This is the first step.
Together with NEOL, we’ve begun deploying SERV Reasoning into real government-grade AI workloads, already live with the UAE government.
NEOL uses AI agents to surface the right people, relationships, and institutional knowledge for governments and large institutions making high-stakes decisions.
For that to work, “usually right” isn’t enough.
The agent needs to be reliable, reproducible, and auditable.

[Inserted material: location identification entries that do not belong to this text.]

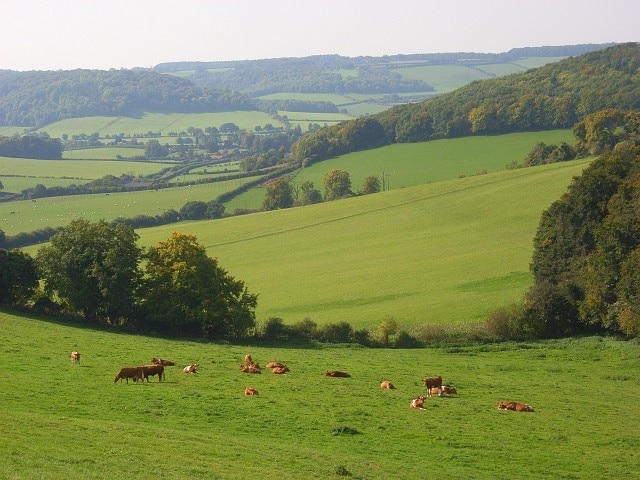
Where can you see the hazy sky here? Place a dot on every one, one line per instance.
(69, 34)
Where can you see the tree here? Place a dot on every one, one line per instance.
(310, 195)
(279, 194)
(385, 329)
(18, 277)
(337, 184)
(189, 293)
(153, 149)
(195, 210)
(371, 184)
(93, 269)
(215, 209)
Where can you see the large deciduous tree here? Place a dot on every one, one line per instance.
(279, 195)
(18, 277)
(190, 294)
(93, 269)
(337, 184)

SERV Reasoning enabled NEOL to move from brittle prompt-based agents to structured reasoning graphs their team can inspect, test, and improve systematically, reaching 100% accuracy on key production agents.
That matters because when a government client asks why a certain person was recommended, NEOL can now point to the reasoning structure behind the decision.
Not a black box.
Not a guess.
A traceable decision process.
This is the beginning of something much larger.
Every enterprise, government, and public institution trying to deploy AI into serious workflows will run into the same wall: agents that are too unreliable, too opaque, and too difficult to audit.
That is exactly the wall SERV Reasoning was built to break through.
Our aim is to keep expanding what we unlock with NEOL, deepen the relationship across more institutional use cases, and bring this same reasoning infrastructure to the enterprises and governments that need AI they can actually trust in production.
The future of institutional AI cannot run on todays infra, it needs specialized AI reasoning that can be tested, audited, reproduced, and trusted.
That is the institutional gap SERV is plugging.